6 Ways to Save on Holiday Travel
With the winter holidays fast approaching, it seems our window to book an affordable getaway is quickly closing. But even if you procrastinated this year, there remains a glimmer of hope for a last-minute retreat. Whether you're making the annual pilgrimage to a family get-together or migrating south to a sunnier locale, you still have time to nab a great deal and save your budget from bursting. With help from Clem Bason, president of the Hotwire Group, U.S. News Travel has compiled a list of six handy tips on how to save this holiday season.
According to Bason, expanding your flight and airfare search is an easy way to dodge the high cost of plane tickets. Though getting there may be inconvenient, flying from a less central airport can yield a significant reduction in fares, explains Bason. For example, if you're traveling to New York City, consider catching a flight into Newark Liberty International Airport (EWR) rather than JFK or LaGuardia. Or if Washington D.C. is your final stop, check out flights landing at Baltimore Washington International Airport (BWI) for lower airfares. Jetsetters traveling to the West Coast should consider Burbank Bob Hope Airport (BUR) as an alternative to Los Angeles' bustling LAX. Not only is the Burbank airport less crowded, but according to Cheapflights.com, the hub holds the No. 1 spot on the online booking site's 2012 Airport Affordability Index.
Though it may seem intuitive, you should avoid leaving on a Saturday during the peak winter holiday season. According to Bason, taking off from Tuesday to Tuesday is your best bet—you'll not only avoid the weekend rush, but you'll also find lower airfares. Bason also cautions against traveling on the weekends prior to Christmas (December 21-23), and the weekend after Christmas (December 28-30), when airlines are fully booked and any remaining seats will cost a fortune. Also remember that when you book matters just as much as when you travel. Your best bet for savings is to follow Bason's "Rule of 21:" If you book your flight at least 21 days in advance, you'll increase your chances of scoring excellent deals.
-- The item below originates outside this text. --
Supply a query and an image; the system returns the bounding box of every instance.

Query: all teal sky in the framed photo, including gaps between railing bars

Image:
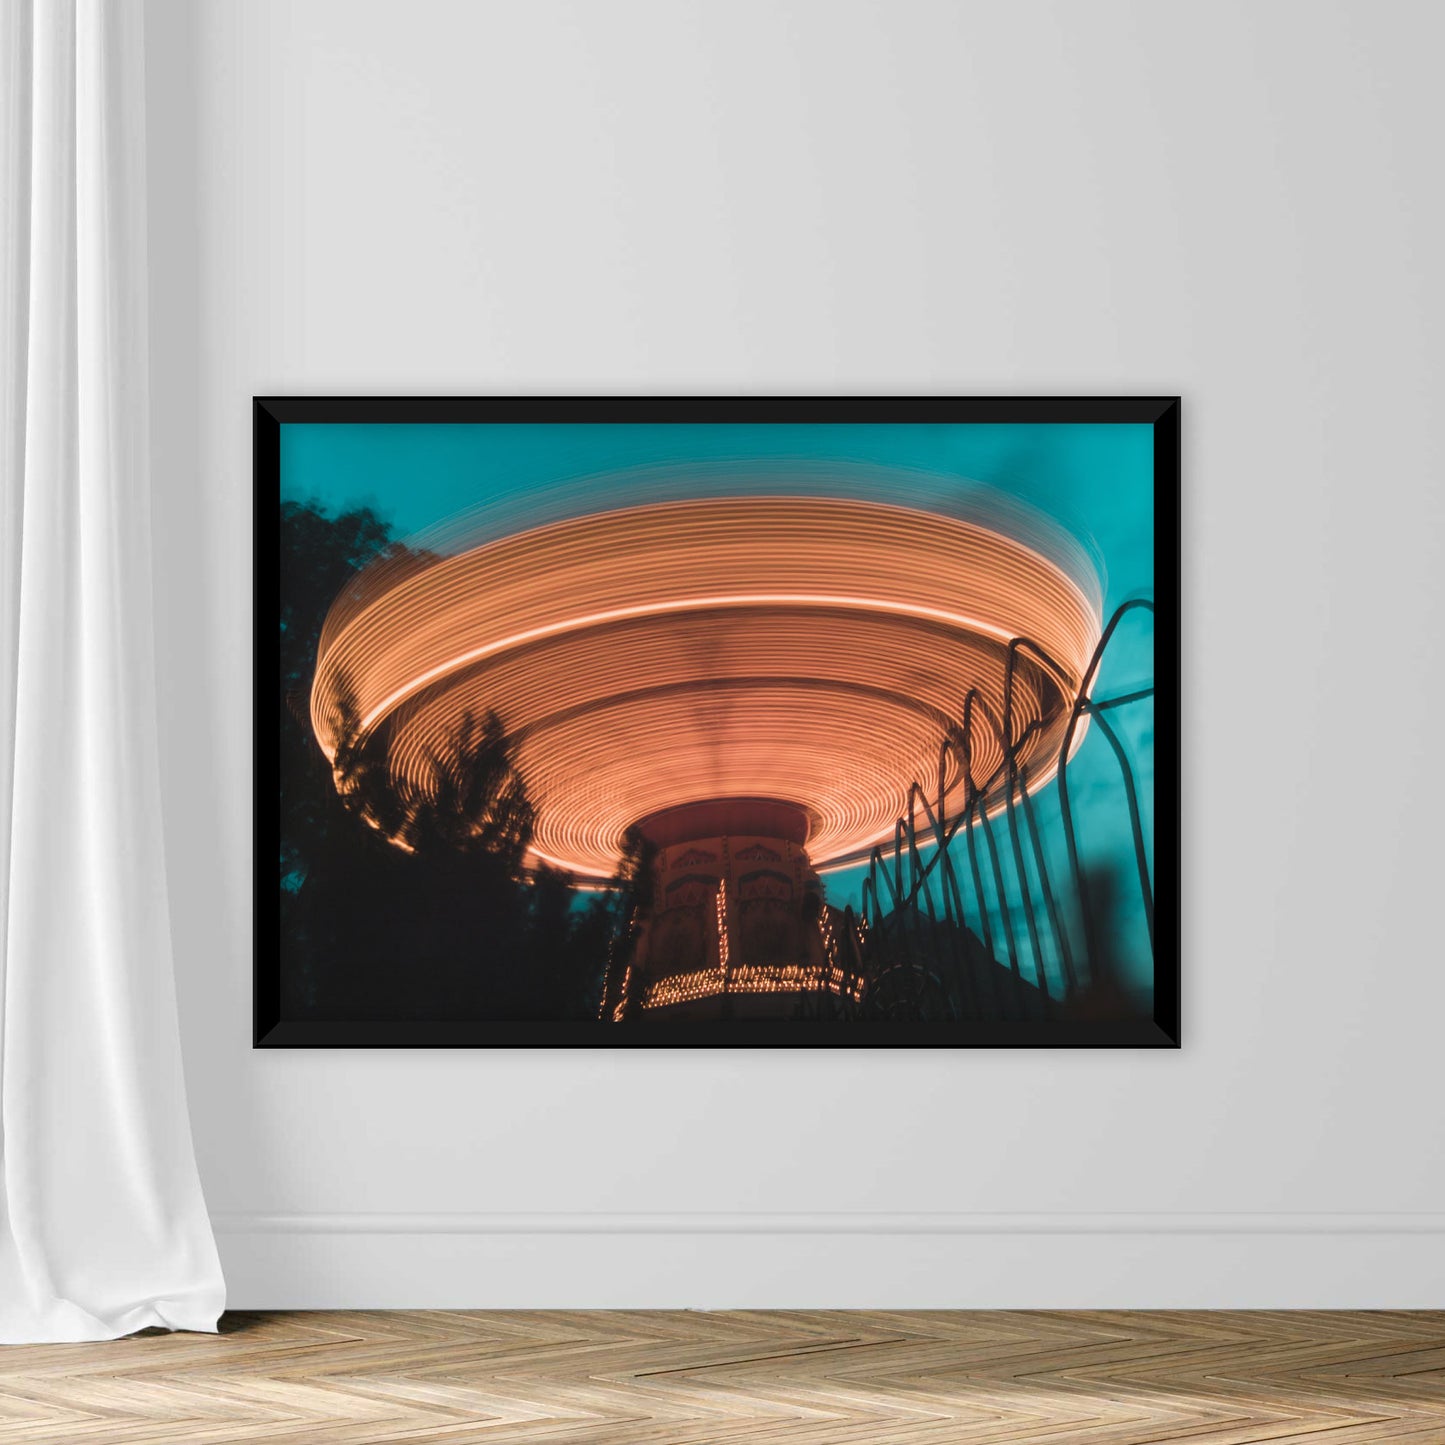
[280,423,1155,987]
This may seem like a no-brainer, but if you retreat to a place you know isn't crowded, you'll find some incredible airfare and hotel deals, says Bason. For example, New York City's holiday events draw thousands of tourists and drive up travel expenses. If you're craving a big-city getaway without the exorbitant cost, consider traveling to Toronto; Hotwire.com reports that average airfare prices to this Canadian metropolis have dropped 9 percent compared to 2011. Spots like Hawaii, Mexico, and Florida are also particularly cheap in December because many travelers wait until after the holidays to take a leisure trip, says Bason.
The deals aren't just in London, where the "Olympics hangover" yields a bevy of empty hotel rooms. Bason insists that right now, all of Europe is a steal—if you can get there. "We haven't seen great deals on flights … but the hotel deals are some of the best we've seen in years," explains Bason. As a result of the recession, destinations in southern Europe, like Madrid and Rome (and even debt-mired Greece), provide the best deals for budget-minded travelers. For additional savings, keep an eye on deal sites (like Travelzoo.com) and consider booking your flight and hotel together in a package deal.
A vacation may be the time to free yourself from the clutches of your Smartphone, but according to Bason, some of the best bargains can be found in the palm of your hand. For example, you can often snag an enviable discount on hotel rooms by booking a room via Smartphone on your day of arrival. Because the holidays are a time when travelers typically crash with their families, Bason says hotels offer staggering last-minute price reductions to fill empty rooms. Smartphone apps—like Expedia's ASAP (A Sudden Amazing Price) or the free Hotwire.com tool—filter deals for users based on selected preferences, like location, star rating, and price range. Bason also suggests using your phone to navigate cost-effective public transit to avoid racking up pricey cab fares. "With your cell phone these days, there's just no excuse not to take public transit," Bason notes. Consider apps like HopStop or Embark to help you plan navigate transportation systems in the United States and abroad.
The aftermath of Hurricane Sandy isn't just a headache for displaced residents: Bason predicts that travel along the Atlantic coast (both in the air and on the road) will likely be disrupted through the end of the year. Road-trippers renting in hard-hit places like New York City and New Jersey will see noticeable price hikes across the board. And because car rental agencies send vehicles from unaffected areas to compensate for the depleted East Coast fleets, finding a deal may be challenging no matter where you are. "Expect to pay more and book soon—there might be a risk of you not getting one if you wait too long," explains Bason. Remember to look beyond the airport if you're encountering steep rental fees; airport agencies can afford to charge more due to high demand, and the inflated rate doesn't always include hefty airport rental taxes. If car rental prices are simply too steep, consider relying on public transit, or reconfigure your vacation into a road trip and rely on your own vehicle.